Slope rain is a form of rain that occurs on geographical obstacles such as mountains. It is therefore also called orographic rain (orographic = relating to the slope and direction of the terrain). The processes of condensation of water droplets with rising air masses (cloud formation) and the growth of the droplets by colliding and merging are essential.
Dry adiabatic ascent on the windward side
If air masses hit a mountain range, they are forced to climb. The windward side of elevations is called the windward side. The higher the air rises, the more it cools down – during the dry adiabatic ascent by 1 ° C per 100 m. Dry adiabatic means that the air humidity has not yet reached 100% and accordingly no cloud formation takes place.
The adiabatic principle itself refers to the change of state of a substance without heat exchange with the environment. Due to the falling temperature, the water vapor capacity of the air decreases at the same time. The humidity continues to increase.
Moist adiabatic ascent on the windward side
From a relative humidity of 100%, the water vapor condenses to water as soon as it reaches the dew point. Cloud droplets form, which get bigger and bigger as they collide and merge. If they reach a weight that can no longer be held by air friction and updrafts, rain occurs according to the principle of gravity. In the area of the moist adiabatic ascent, cloud formation and precipitation take place along the windward side of an elevation.

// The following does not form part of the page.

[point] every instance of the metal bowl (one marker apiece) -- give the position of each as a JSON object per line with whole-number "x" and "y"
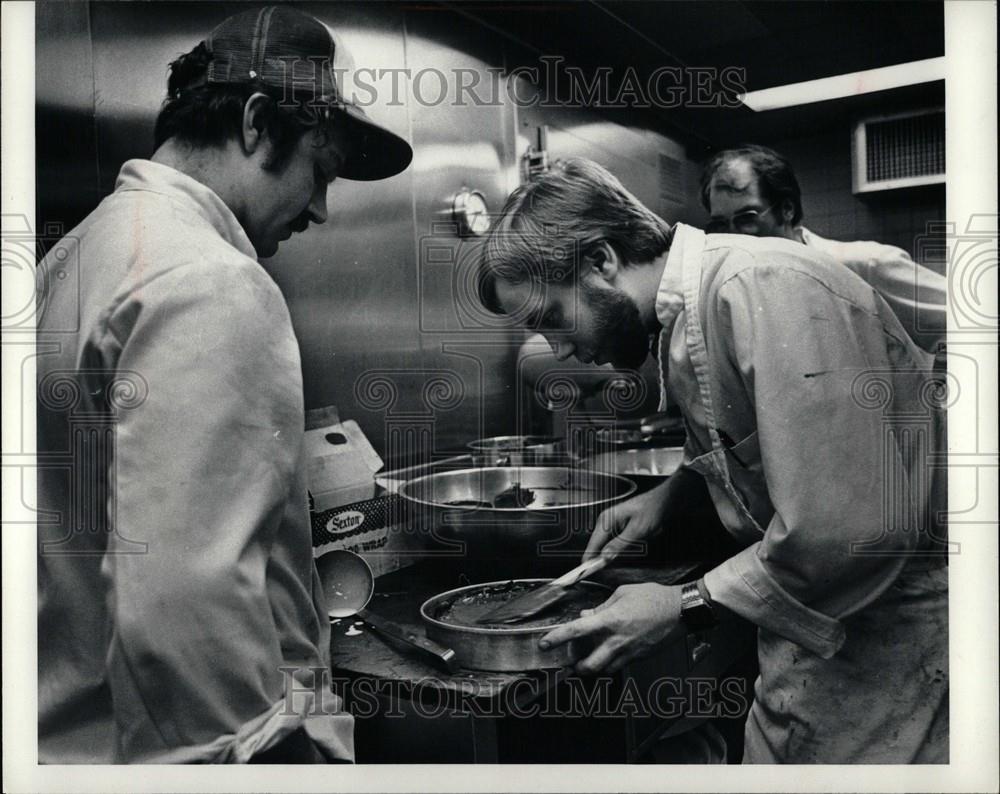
{"x": 647, "y": 467}
{"x": 518, "y": 451}
{"x": 459, "y": 509}
{"x": 500, "y": 649}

It is this precipitation that is referred to as incline rain or damming rain. The intensity depends on the slope, the height to be overcome and the humidity of the air. Since latent heat is given off when the water vapor condenses, the temperature only drops by 0.4 – 0.7 ° C per 100 m (the average is 0.5 ° C per 100 m).
Since the clouds on the windward side (= windward) rain down before crossing the summit, we speak of the weather side of a mountain range. In this area, temperate rainforests occasionally develop in a climate of temperate latitudes: thanks to the uphill rain, more than 2000 mm of precipitation can occur here per year. They are characterized by a high level of biodiversity and are particularly worth protecting.
Foehn winds on the leeward side
As soon as the air masses have passed the highest point of the obstacle, they drop again. Since no further condensation takes place, the air warms down the slope continuously dry adiabatically – i.e. at 1 ° C per 100 m. A dry, warm downwind occurs on the lee side, which is called the foehn. Factors that favor its development are:
- the low temperature on the ridge of the mountains,
- the slope of the terrain and
- a potential low pressure area on the leeward side as opposed to a high pressure area on the windward side.
As a result of these processes, some characteristic phenomena can occur:
- Foehn wall – a wall of clouds along the ridge where the air flows down, or on the cold front of the low pressure area
- Foehn window – the beautiful weather area between the foehn walls
- Foehn storm – foehn wind with high air speeds
- Foehn lenses – characteristic clouds due to the vibrations of the air on the leeward side
The best-known example in Germany is the foehn wind in the Alps.
A simple example should explain the cooling of the air masses along the slope.
The air masses have to overcome an obstacle at a height of 2500 m. At the foot of the slope the temperature is 10 ° C. The air cools dry adiabatically by 1 ° C per 100 m. This means that after 500 m it only has a temperature of 5 ° C. Now the level of condensation has been reached, clouds form and precipitation occurs: the incline rain. In the course of the process, the air cools down moist adiabatically by 0.5 ° C per 100 m. After another 500 m the temperature is 2.5 ° C, after 1000 m 0 ° C and at the top of the mountain finally -5 ° C.
If the air masses fall on the leeward side as a foehn wind, they warm up over this distance of 2500 m at 1 ° C per 100 m. This results in a warming of 25 ° C, so that a temperature of 20 ° C is reached at the mutual foot of the slope.